Sementara alat berat, seperti backhoe dan front-end loader, telah dikirim untuk membantu membersihkan jalan yang terhalang oleh tiang listrik dan pohon yang tumbang.
Adapun operasi bantuan telah dipercepat tetapi tetap terhambat oleh kerusakan yang disebabkan oleh komunikasi dan saluran listrik, yang belum dipulihkan di banyak daerah yang hancur.

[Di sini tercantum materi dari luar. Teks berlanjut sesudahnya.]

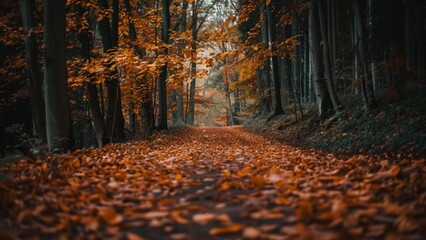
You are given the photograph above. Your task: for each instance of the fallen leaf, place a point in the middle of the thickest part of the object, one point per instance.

Baca juga: Resmi Beroperasi, Pelabuhan Patimban Ekspor Perdana 1.209 Kendaraan ke Filipina
Baca juga: Rodrigo Duterte Mundur dari Pemilihan Senat Filipina
Sementara itu, Presiden Rodrigo Duterte telah berkomitmen untuk mengucurkan dana sekitar 2 miliar peso Filipina atau sekira Rp 575,7 miliar ke provinsi-provinsi untuk membantu upaya pemulihan.
Palang Merah Filipina meminta bantuan sebesar 20 juta franc Swiss atau sekira Rp 312,6 miliar, dan mengatakan tindakan internasional sangat penting bagi ratusan ribu orang yang terkena dampak Topan Rai.
"Warga Filipina bersatu dengan keberanian, tetapi setelah kehilangan segalanya dalam badai ganas ini, dukungan internasional akan memungkinkan ratusan ribu orang membangun kembali rumah mereka dan mata pencaharian yang hancur," kata Richard Gordon, ketua Palang Merah Filipina.
Informasi lebih lanjut, Topan Rai melanda Filipina di akhir musim topan, yang kebanyakan siklon biasanya berkembang antara Juli dan Oktober.
Para ilmuwan telah lama memperingatkan bahwa topan menjadi lebih kuat dan menguat lebih cepat ketika dunia menjadi lebih hangat karena perubahan iklim yang didorong oleh ulah manusia.
Filipina merupakan salah satu negara paling rentan di dunia terhadap dampak perubahan iklim.
Filipina dilanda rata-rata 20 badai dan topan setiap tahun, yang biasanya menggagalkan panen, merusak rumah dan infrastruktur di daerah.